Mais en sens inverse, on met insuffisamment le doigt sur la faiblesse d’un tel dispositif : il renvoie la discussion syndicats / patronat à un échelon qui échappe à l’attention du simple salarié. Les conditions de travail sont traitées « plus haut », à un niveau plus distant et donc plus abstrait. Cela a l’effet de dépersonnaliser et de bureaucratiser le travail syndical, de faire que le syndicaliste de l’entreprise apporte au fond peu de choses sur ces sujets à son collègue immédiat dans l’entreprise (le même argument au vrai s’applique aussi pour les syndicats patronaux, très bureaucratisés).
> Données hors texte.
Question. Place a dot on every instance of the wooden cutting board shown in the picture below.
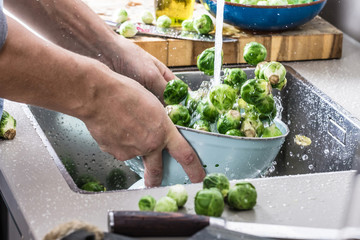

Décider des choses importantes à un niveau lointain atrophie le rôle du représentant syndical local. L’équilibre qui en résulte ne joue pas forcément en faveur de la vitalité syndicale et des salariés. On peut s’appuyer ici, sans malice excessive, sur Adam Smith lui-même. Il disait, parlant des salaires et non des conditions de travail : « C'est par la convention entre deux personnes (le maître et l’ouvrier), dont l’intérêt n’est nullement le même, que se détermine le taux commun des salaires. Les ouvriers sont disposés à se concerter pour élever les salaires ; les maitres pour les abaisser. Il n’est pas difficile de prévoir lequel des deux partis (…) doit avoir l’avantage dans le débat. Les maitres, étant en moindre nombre, peuvent se concerter plus aisément. [Ils] sont en état de tenir plus longtemps. Beaucoup d’ouvriers ne pourraient pas subsister sans travail une semaine. » (La Richesse des nations, éd. 1991, p. 137).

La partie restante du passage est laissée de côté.